Insane number of "osd_snap purged_snap" keys in monstore db due to rbd-mirror - Dev

29 Jul 2023

Hi,

We have a customer with an abnormally large number of "osd_snap /
purged_snap_{pool}_{snapid}" keys in monstore db: almost 40
million. Among other problems it causes a very long mon
synchronization on startup.

Our understanding is that the cause is that a mirroring snapshot
creation is very frequently interrupted in their environment, most
likely due to connectivity issues between the sites. The assumption is
based on the fact that they have a lot of rbd "trash" snapshots, which
may happen when an rbd snapshot removal is interrupted. (A mirroring
snapshot creation usually includes removal of some older snapshot to keep
the total number of the image mirroring snapshots under the limit).

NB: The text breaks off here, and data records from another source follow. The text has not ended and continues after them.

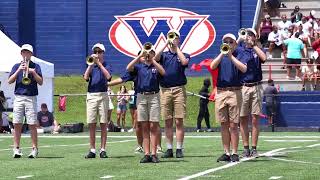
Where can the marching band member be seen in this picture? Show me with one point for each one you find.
(231, 63)
(148, 101)
(252, 92)
(173, 92)
(27, 76)
(97, 101)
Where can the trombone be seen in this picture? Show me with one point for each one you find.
(147, 47)
(225, 48)
(171, 36)
(242, 33)
(25, 79)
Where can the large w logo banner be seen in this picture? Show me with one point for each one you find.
(129, 32)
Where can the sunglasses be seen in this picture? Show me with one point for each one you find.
(228, 42)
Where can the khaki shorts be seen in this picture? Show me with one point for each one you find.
(173, 102)
(97, 106)
(227, 106)
(252, 100)
(148, 107)
(25, 106)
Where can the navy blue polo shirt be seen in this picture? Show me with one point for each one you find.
(175, 75)
(97, 80)
(229, 75)
(26, 90)
(147, 78)
(254, 70)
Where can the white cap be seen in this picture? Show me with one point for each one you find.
(27, 47)
(229, 35)
(253, 31)
(175, 31)
(315, 55)
(100, 46)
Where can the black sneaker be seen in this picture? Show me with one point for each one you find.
(154, 159)
(254, 153)
(146, 159)
(179, 153)
(168, 154)
(246, 153)
(90, 155)
(224, 157)
(103, 154)
(234, 157)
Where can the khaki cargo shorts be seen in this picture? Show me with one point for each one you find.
(148, 107)
(25, 106)
(227, 105)
(97, 107)
(252, 100)
(173, 102)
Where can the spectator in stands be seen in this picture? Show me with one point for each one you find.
(272, 7)
(97, 75)
(284, 24)
(203, 106)
(294, 46)
(308, 74)
(265, 29)
(47, 123)
(274, 40)
(110, 107)
(122, 107)
(2, 101)
(296, 15)
(271, 105)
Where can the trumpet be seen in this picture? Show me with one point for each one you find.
(225, 48)
(25, 79)
(147, 47)
(90, 60)
(242, 33)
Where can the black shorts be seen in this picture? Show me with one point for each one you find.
(271, 109)
(293, 61)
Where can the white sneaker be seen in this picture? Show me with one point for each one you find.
(159, 150)
(17, 153)
(34, 153)
(138, 150)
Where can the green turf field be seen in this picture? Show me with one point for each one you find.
(76, 112)
(287, 156)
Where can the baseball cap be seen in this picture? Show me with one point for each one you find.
(27, 47)
(229, 35)
(100, 46)
(175, 31)
(253, 31)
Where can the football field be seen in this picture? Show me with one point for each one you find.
(283, 155)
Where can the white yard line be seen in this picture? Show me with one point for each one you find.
(24, 177)
(291, 140)
(68, 145)
(132, 136)
(288, 160)
(228, 165)
(106, 177)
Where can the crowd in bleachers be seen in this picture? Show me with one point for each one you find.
(288, 35)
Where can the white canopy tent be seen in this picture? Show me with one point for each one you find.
(9, 56)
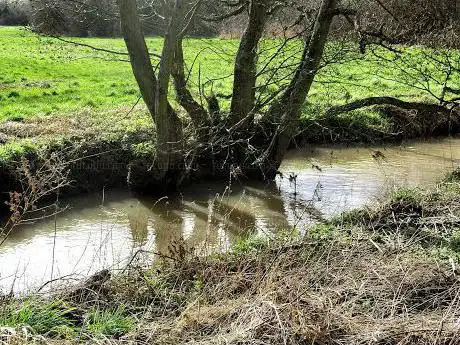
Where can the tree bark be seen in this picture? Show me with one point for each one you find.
(197, 112)
(138, 52)
(155, 92)
(288, 109)
(245, 72)
(366, 102)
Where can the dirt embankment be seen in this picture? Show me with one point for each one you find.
(386, 275)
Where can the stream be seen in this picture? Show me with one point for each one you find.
(106, 229)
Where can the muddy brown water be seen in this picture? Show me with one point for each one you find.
(105, 230)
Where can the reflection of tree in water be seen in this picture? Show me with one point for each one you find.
(168, 225)
(138, 218)
(211, 222)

We removed all "trash" snapshots manually, so currently they have a
limited number of "expected" snapshots but the number of purged_snap
keys is still the same large.

So, our understanding is that if an rbd snapshot creation is
frequently interrupted there is a chance it will be interrupted in or
just after SnapshotCreateRequest::send_allocate_snap_id [1], when
it requests a new snap id from the mon. As a result this id is not
tracked by rbd and never removed, and snap id holes like this make
"purged_snap_{pool}_{snapid}" ranges never merge.

To confirm that this scenario is likely I ran the following simple test
that interrupted rbd mirror snapshot creation at random time:

  for i in `seq 500`;do
    rbd mirror image snapshot test&
    PID=$!
    sleep $((RANDOM % 5)).$((RANDOM % 10))
    kill $PID && sleep 30
  done

Running this with debug_rbd=30, from the rbd client logs I see that it
was interrupted in send_allocate_snap_id 74 times, which is (surprisingly)
very high.

And after the experiment, and after removing the rbd image with all
tracked snapshots (i.e having the pool with no known rbd snapshots),
I see "purged_snap_{pool}_{snapid}" keys for ranges that I believe will
never be merged.

So the questions are:

1) Is there a way we could improve this to avoid monstore growing large?

2) How can we fix the current situation in the cluster? Would it be safe
enough to just run `ceph-kvstore-tool rocksdb store.db rm-prefix osd_snap`
to remove all osd_snap keys (including purged_epoch keys)? Due to
large db size I don't think it would be possible to selectively remove
keys with `ceph-kvstore-tool rocksdb store.db rm {prefix} {key}`
command and we may use only the `rm-prefix` command. Looking at the
code and actually trying it in a test environment it seems like it could
work, but I may be missing something dangerous here?

If (1) is not possible, then maybe we could provide a tool/command
for users to clean the keys if they observe this issue?

[1]
https://github.com/ceph/ceph/blob/e45272df047af71825445aeb6503073ba06123b0/…

Thanks,

--
Mykola Golub